We have moved as it were from thinking in terms of primary causation (BCP 1662) to secondary or tertiary causation at best (1928 & 1962) with respect to considering how God deals with us and allows sickness to visit his adopted children, to whom he has already given the gift of everlasting salvation and life. Further, it appears that we do not see this life, and its ups and downs, so clearly and obviously in the light of our eternal vocation in Christ, as did our foremothers and forefathers. Our sense of God as the present, active Creator and Preserver of the cosmos and of his Providence ruling our lives seems weak in comparison with that of our Christian fore-parents—after all we are all children of the Enlightenment.

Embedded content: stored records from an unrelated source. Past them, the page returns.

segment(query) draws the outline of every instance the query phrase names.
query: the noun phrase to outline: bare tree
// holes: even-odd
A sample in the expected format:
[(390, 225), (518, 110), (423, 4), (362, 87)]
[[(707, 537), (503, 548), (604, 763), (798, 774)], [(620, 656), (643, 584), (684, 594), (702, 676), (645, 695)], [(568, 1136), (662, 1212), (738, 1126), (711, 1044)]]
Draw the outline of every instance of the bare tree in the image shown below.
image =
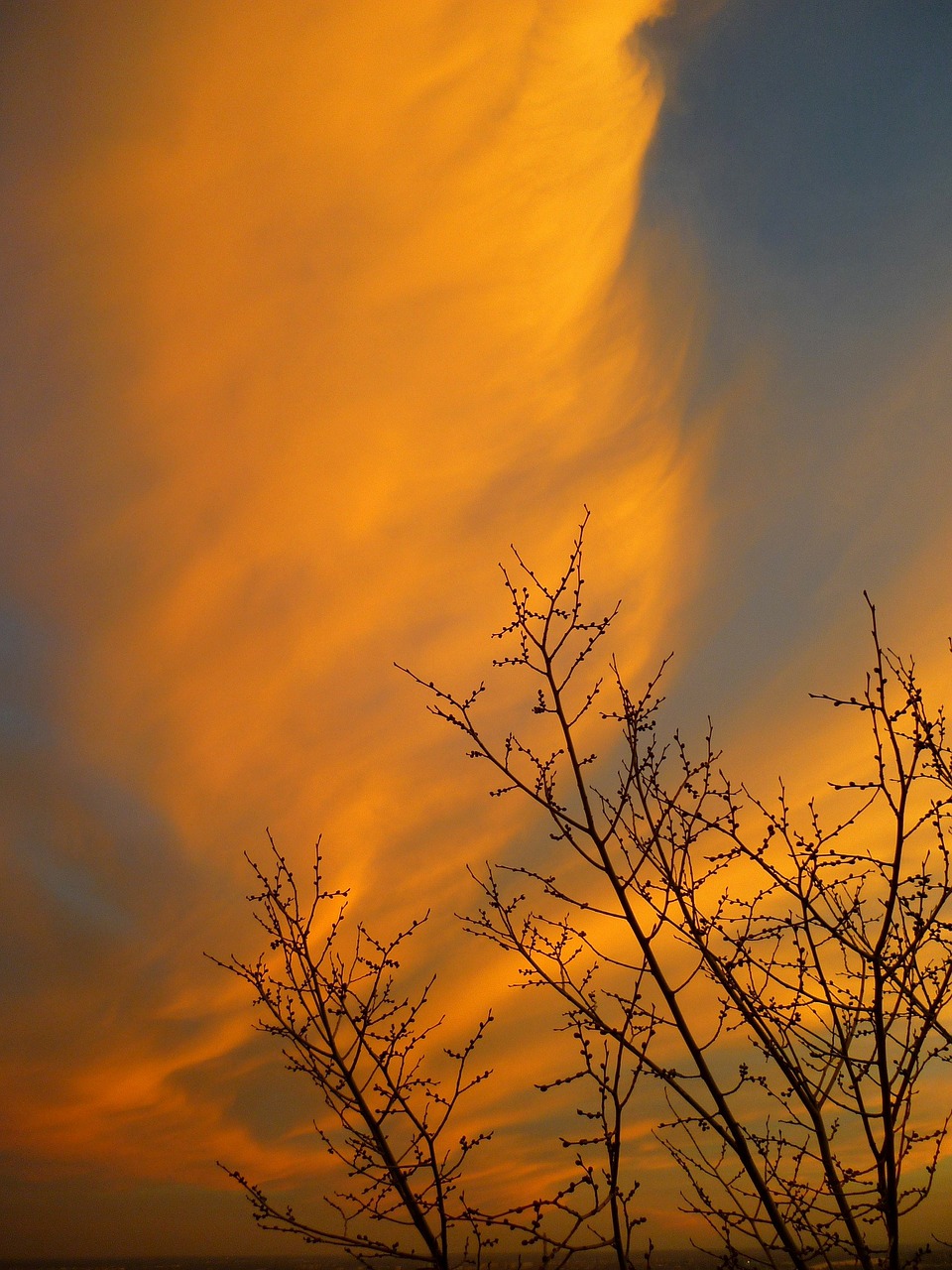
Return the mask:
[(932, 1082), (952, 1054), (942, 712), (869, 606), (864, 688), (825, 698), (866, 716), (868, 771), (833, 786), (831, 824), (815, 804), (795, 817), (783, 790), (759, 801), (724, 775), (710, 726), (696, 757), (677, 733), (659, 739), (658, 678), (635, 695), (609, 663), (613, 701), (597, 709), (590, 664), (614, 615), (584, 613), (584, 527), (555, 585), (518, 554), (518, 573), (504, 570), (513, 617), (495, 664), (528, 678), (547, 737), (493, 739), (482, 685), (459, 697), (418, 679), (500, 775), (493, 792), (533, 803), (555, 843), (543, 869), (490, 869), (468, 928), (561, 998), (598, 1074), (622, 1264), (611, 1162), (646, 1072), (671, 1110), (659, 1135), (684, 1170), (684, 1206), (726, 1261), (899, 1270), (902, 1218), (929, 1191), (949, 1119)]
[[(576, 1029), (583, 1066), (555, 1083), (583, 1082), (594, 1088), (583, 1105), (592, 1132), (564, 1139), (575, 1151), (575, 1172), (556, 1194), (494, 1212), (463, 1194), (471, 1152), (491, 1133), (467, 1137), (454, 1124), (461, 1100), (490, 1072), (472, 1069), (491, 1015), (458, 1050), (443, 1048), (442, 1071), (428, 1048), (442, 1019), (429, 998), (435, 975), (415, 996), (400, 987), (400, 956), (426, 917), (388, 940), (358, 923), (347, 925), (347, 892), (321, 881), (320, 843), (314, 883), (300, 888), (269, 838), (270, 870), (249, 857), (258, 889), (249, 895), (268, 951), (246, 963), (212, 960), (245, 980), (259, 1010), (258, 1027), (278, 1039), (287, 1066), (317, 1088), (327, 1128), (315, 1124), (344, 1182), (325, 1195), (324, 1220), (302, 1219), (272, 1203), (263, 1187), (240, 1170), (221, 1167), (251, 1201), (263, 1229), (297, 1234), (307, 1243), (335, 1248), (362, 1265), (400, 1259), (448, 1270), (481, 1265), (500, 1240), (531, 1248), (551, 1270), (578, 1253), (614, 1248), (619, 1270), (630, 1267), (635, 1186), (618, 1180), (621, 1113), (631, 1093), (621, 1055), (597, 1054)], [(600, 1147), (607, 1163), (589, 1158)]]
[(333, 1219), (316, 1223), (272, 1204), (237, 1170), (226, 1171), (265, 1229), (339, 1248), (362, 1264), (399, 1257), (448, 1270), (454, 1229), (463, 1227), (477, 1242), (480, 1236), (459, 1180), (470, 1152), (489, 1135), (453, 1135), (451, 1125), (459, 1100), (489, 1074), (472, 1071), (472, 1057), (490, 1020), (459, 1050), (444, 1050), (451, 1071), (438, 1080), (425, 1053), (440, 1024), (428, 1019), (433, 980), (407, 997), (395, 978), (404, 945), (425, 918), (383, 941), (362, 925), (352, 932), (347, 893), (321, 883), (320, 845), (306, 893), (273, 841), (272, 871), (249, 864), (260, 888), (249, 899), (270, 955), (217, 964), (250, 984), (259, 1029), (278, 1038), (289, 1069), (320, 1092), (331, 1129), (315, 1128), (347, 1182), (325, 1196)]

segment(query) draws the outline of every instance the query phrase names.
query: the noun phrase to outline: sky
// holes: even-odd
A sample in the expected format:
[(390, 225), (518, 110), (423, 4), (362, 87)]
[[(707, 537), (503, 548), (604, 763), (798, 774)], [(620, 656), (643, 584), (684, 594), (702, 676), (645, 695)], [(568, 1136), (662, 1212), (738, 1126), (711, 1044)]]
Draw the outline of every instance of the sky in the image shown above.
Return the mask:
[(267, 827), (432, 909), (489, 1181), (551, 1171), (454, 917), (539, 827), (393, 668), (484, 677), (510, 544), (588, 507), (626, 676), (755, 787), (850, 752), (864, 588), (941, 695), (951, 61), (941, 0), (0, 4), (0, 1255), (275, 1250), (215, 1161), (324, 1185), (202, 955)]

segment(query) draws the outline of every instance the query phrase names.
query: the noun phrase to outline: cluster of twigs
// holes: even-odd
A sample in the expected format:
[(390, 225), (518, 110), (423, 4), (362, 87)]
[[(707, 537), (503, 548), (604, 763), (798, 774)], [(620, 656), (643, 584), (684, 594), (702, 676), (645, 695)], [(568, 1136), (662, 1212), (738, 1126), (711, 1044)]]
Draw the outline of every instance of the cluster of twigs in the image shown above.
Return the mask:
[[(504, 570), (513, 616), (495, 664), (531, 679), (542, 743), (487, 737), (482, 686), (457, 697), (418, 679), (430, 710), (499, 773), (493, 792), (520, 794), (548, 824), (545, 870), (489, 869), (465, 925), (518, 958), (524, 987), (561, 1002), (580, 1063), (553, 1083), (594, 1092), (580, 1109), (592, 1132), (564, 1139), (576, 1179), (491, 1215), (463, 1199), (481, 1139), (443, 1142), (459, 1099), (486, 1074), (468, 1074), (482, 1027), (451, 1055), (448, 1085), (424, 1076), (429, 986), (411, 1003), (391, 974), (413, 928), (383, 945), (358, 927), (341, 958), (340, 916), (320, 937), (314, 928), (334, 897), (316, 878), (302, 912), (277, 853), (274, 879), (256, 870), (255, 899), (282, 965), (231, 969), (253, 986), (291, 1066), (324, 1093), (344, 1134), (329, 1146), (353, 1185), (334, 1200), (334, 1233), (275, 1213), (232, 1176), (264, 1224), (358, 1259), (446, 1267), (514, 1232), (550, 1264), (611, 1248), (627, 1270), (641, 1218), (625, 1126), (647, 1080), (670, 1107), (658, 1135), (683, 1170), (683, 1206), (707, 1223), (725, 1262), (743, 1253), (806, 1270), (847, 1257), (900, 1270), (902, 1218), (929, 1193), (949, 1124), (932, 1078), (952, 1057), (943, 714), (927, 706), (914, 664), (883, 646), (869, 605), (864, 687), (824, 698), (866, 719), (868, 770), (831, 786), (842, 810), (829, 824), (815, 804), (795, 815), (783, 790), (774, 804), (758, 800), (724, 775), (710, 729), (697, 756), (677, 734), (659, 739), (659, 677), (635, 695), (614, 663), (611, 687), (590, 674), (614, 613), (584, 613), (584, 528), (553, 587), (518, 555), (518, 574)], [(598, 728), (608, 735), (600, 757)], [(381, 1223), (395, 1242), (374, 1238)], [(452, 1253), (454, 1228), (466, 1238)]]

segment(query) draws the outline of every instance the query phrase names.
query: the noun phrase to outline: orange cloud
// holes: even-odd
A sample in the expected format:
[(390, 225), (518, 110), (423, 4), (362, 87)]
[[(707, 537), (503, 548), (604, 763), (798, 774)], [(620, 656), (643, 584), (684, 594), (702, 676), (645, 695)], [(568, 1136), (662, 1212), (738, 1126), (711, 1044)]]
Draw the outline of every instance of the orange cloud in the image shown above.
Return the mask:
[[(588, 502), (598, 574), (635, 597), (627, 667), (658, 654), (707, 516), (704, 441), (682, 432), (696, 284), (631, 241), (663, 95), (635, 36), (663, 8), (209, 3), (117, 17), (103, 47), (74, 15), (102, 98), (37, 178), (32, 232), (83, 387), (11, 494), (72, 490), (74, 452), (94, 481), (66, 495), (56, 563), (24, 554), (13, 585), (72, 631), (56, 711), (77, 766), (161, 822), (183, 885), (164, 933), (132, 904), (161, 982), (27, 1101), (37, 1151), (287, 1172), (293, 1132), (249, 1156), (222, 1113), (213, 1069), (248, 1019), (195, 932), (253, 939), (240, 855), (269, 823), (301, 859), (324, 829), (371, 922), (435, 893), (421, 958), (456, 939), (465, 862), (520, 822), (490, 819), (391, 663), (479, 678), (510, 540), (552, 569)], [(169, 1012), (197, 1035), (166, 1050)]]

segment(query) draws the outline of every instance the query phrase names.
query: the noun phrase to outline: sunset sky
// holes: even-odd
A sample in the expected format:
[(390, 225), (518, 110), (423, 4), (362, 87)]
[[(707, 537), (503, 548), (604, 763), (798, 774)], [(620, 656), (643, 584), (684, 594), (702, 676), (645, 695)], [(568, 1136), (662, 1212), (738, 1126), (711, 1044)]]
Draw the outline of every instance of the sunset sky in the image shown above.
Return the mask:
[(490, 1182), (548, 1176), (453, 916), (545, 829), (393, 662), (479, 682), (588, 505), (625, 673), (755, 787), (836, 775), (863, 588), (952, 697), (952, 5), (0, 0), (0, 1256), (293, 1251), (215, 1167), (326, 1176), (202, 956), (265, 827), (433, 908)]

Yet, though there is no little or no sense of direct divine agency with respect to the arrival in God’s children of sickness and disease in the theology of The BCP 1928 and 1962, there seems to be present in that theology a sense of direct divine agency with respect to the gift of healing and restoration to full health. The wording of prayers for healing, and the form of words for anointing, suggest a distinct, clear relation to God as the healer, who either sends healing directly or through means (medicine and the like), and both in direct answer to petition made.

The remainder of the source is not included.